Este artículo fue originalmente publicado por el autor en El Periódico Extremadura.
El debate actual entre (simplificando muchísimo) el feminismo
clásico y el llamado feminismo queer tiene, como todo en esta vida, un
profundo trasfondo filosófico. Tras la disputa en torno al sexo, el género, las
sexualidades, las corporalidades o el transgenerismo, laten problemas
ontológicos, antropológicos o políticos que distan mucho de estar resueltos.
Una de las nociones filosóficas y más problemáticas en este
debate es, por ejemplo, la de «género». No ya en el sentido
particular en que lo usa el feminismo, para referirse a la construcción social
de lo femenino o masculino, sino en su sentido más genérico y
fundamental, como clase lógica o como forma aplicable a una pluralidad de
seres.
La polémica filosófica en torno al género, o a la relación
género-individuo, es más vieja que el mundo. Sobre ella siempre han existido
(simplificando infinitamente) posiciones realistas y constructivistas. Para la
primera, los géneros (entendidos en sentido filosófico, como la forma o
propiedades que comparte una clase de cosas) gozarían de una naturaleza
objetiva (material o ideal); mientras que para la segunda, estos mismos géneros
o formas serían única o fundamentalmente constructos o convenciones culturales
y subjetivos.
Apliquemos ahora esta distinción al tema que nos ocupa. El
feminismo clásico, en un alarde de realismo o esencialismo filosófico
(mayormente materialista), afirma que el género o clase «mujer» (como el de «varón», y muchos otros)
sería definible según propiedades de orden biológico (determinadas
características sexuales) y, a lo sumo, histórico (determinadas condiciones
históricas, relaciones de poder, etc.); mientras que el llamado
feminismo queer, expresión de una suerte de constructivismo filosófico,
afirmaría (no sin innumerables matices) que el género o clase «mujer»
respondería, como el de «varón» y muchos otros, a una invención cultural, tanto en su
presunta dimensión biológica (la biología sería también un constructo
cultural), como en su dimensión sociocultural (suposición esta última en que
coincide con el feminismo clásico).
¿Qué papel juega, en esta disputa, el llamado «transgenerismo»
(simplificando toda la casuística que esconde el término, y distinguiéndolo,
por ejemplo, del transexualismo), al menos el más cercano al feminismo? Pues
diríamos que la reivindicación (en la línea del constructivismo filosófico y
cierto feminismo queer) de una experiencia o construcción del género o
clase (femenino, masculino u otros) libre no solo de constricciones biológicas
(de ahí que algunas personas trans no estén interesadas en modificar su sexo
biológico), sino también de los estereotipos socioculturales y psicológicos
vinculados a dicho género.
Ahora bien – y esta es la cuestión importante –, si el
estatuto de feminidad, masculinidad u otros no se refiere necesariamente a
determinadas características orgánicas, ni pretende revalidar los rasgos
culturales o psicológicos asociados estereotípicamente a los géneros, ¿a qué
llaman «mujer» o
«varón»
algunas personas transgénero cuando dicen percibirse (y piden que le
reconozcan) como tales, especialmente desde parámetros feministas?
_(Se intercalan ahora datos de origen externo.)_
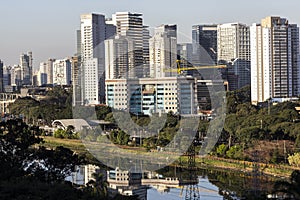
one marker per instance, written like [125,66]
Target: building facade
[62,72]
[153,95]
[163,51]
[1,77]
[275,69]
[119,58]
[26,68]
[131,25]
[93,32]
[234,49]
[206,37]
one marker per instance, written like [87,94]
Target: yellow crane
[180,69]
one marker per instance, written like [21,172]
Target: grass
[209,162]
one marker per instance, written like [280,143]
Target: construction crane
[180,69]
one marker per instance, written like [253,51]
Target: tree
[294,159]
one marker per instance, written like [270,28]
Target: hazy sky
[48,28]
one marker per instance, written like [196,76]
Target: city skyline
[51,33]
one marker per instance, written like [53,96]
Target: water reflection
[176,183]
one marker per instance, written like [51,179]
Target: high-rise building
[49,70]
[146,53]
[185,53]
[163,51]
[16,76]
[76,80]
[26,68]
[41,75]
[275,66]
[78,42]
[205,36]
[153,95]
[234,48]
[131,25]
[119,58]
[6,77]
[94,31]
[62,72]
[1,77]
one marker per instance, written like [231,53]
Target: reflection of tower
[192,191]
[255,174]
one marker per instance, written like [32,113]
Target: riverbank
[278,170]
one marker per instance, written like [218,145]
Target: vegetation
[56,105]
[30,171]
[247,127]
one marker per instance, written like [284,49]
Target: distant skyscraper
[234,47]
[62,72]
[119,54]
[6,76]
[78,42]
[41,76]
[205,36]
[185,53]
[146,53]
[275,66]
[26,68]
[1,77]
[76,80]
[49,70]
[163,51]
[131,25]
[16,76]
[94,31]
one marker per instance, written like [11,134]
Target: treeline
[30,171]
[246,125]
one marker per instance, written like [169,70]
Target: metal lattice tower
[192,190]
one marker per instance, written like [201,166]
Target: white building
[234,45]
[119,58]
[62,73]
[163,51]
[275,70]
[91,86]
[153,95]
[94,31]
[131,25]
[26,68]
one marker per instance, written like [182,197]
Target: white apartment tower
[26,68]
[163,51]
[62,73]
[131,25]
[119,58]
[275,70]
[234,47]
[94,31]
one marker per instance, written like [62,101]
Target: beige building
[153,95]
[275,69]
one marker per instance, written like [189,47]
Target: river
[177,184]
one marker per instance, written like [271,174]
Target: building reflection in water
[131,182]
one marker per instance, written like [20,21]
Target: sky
[48,28]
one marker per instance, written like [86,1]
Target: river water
[207,184]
Esta pregunta no parece tener una respuesta clara. Algunos
hablan de una sexualidad simbólica, pero no está claro que ese simbolismo esté
libre de las convenciones culturales que denuncia, en general, el feminismo.
Otras veces se menciona el concepto de «género fluido»; pero si esta fluencia del
género no es absoluta (si fuera absoluta, no habría género que experimentar),
se presenta el mismo problema a escala menor: ¿cómo determinar en ese proceso
el estado, por fugaz que sea, de feminidad, masculinidad u otros?...
Toda esta aparente indeterminación del género casa mal con
la determinación y urgencia con que se exige un reconocimiento administrativo
irrestricto de la autopercepción de género. Si los géneros objetivos no
existen, y su experiencia subjetiva es indeterminable y fluida, ¿qué podría
aquí certificar el administrador?
Es perfectamente comprensible que la sociedad, que no puede
organizarse sino bajo la presunción de existencia de todo tipo de clases o
géneros (por eso reconoce, justa y legalmente, entre otros, al género de las
personas trans), y que se fundamenta en una dialéctica, no siempre
sencilla, entre los intereses comunes y los deseos individuales, tome sus
precauciones y someta la adscripción de género, dada su relevancia social y su
complejidad jurídica, a un mínimo protocolo de pautas objetivas.
Sea como sea, este debate no debería empañar una
conmemoración como la de hoy, que tiene como protagonista la lucha histórica de
las mujeres por liberarse de la opresión y la violencia. Como tampoco comprometer
el derecho de toda persona a vivir su sexualidad y experimentar su corporalidad
como le plazca, sin verse, en ningún sentido, discriminada o atacada por ello.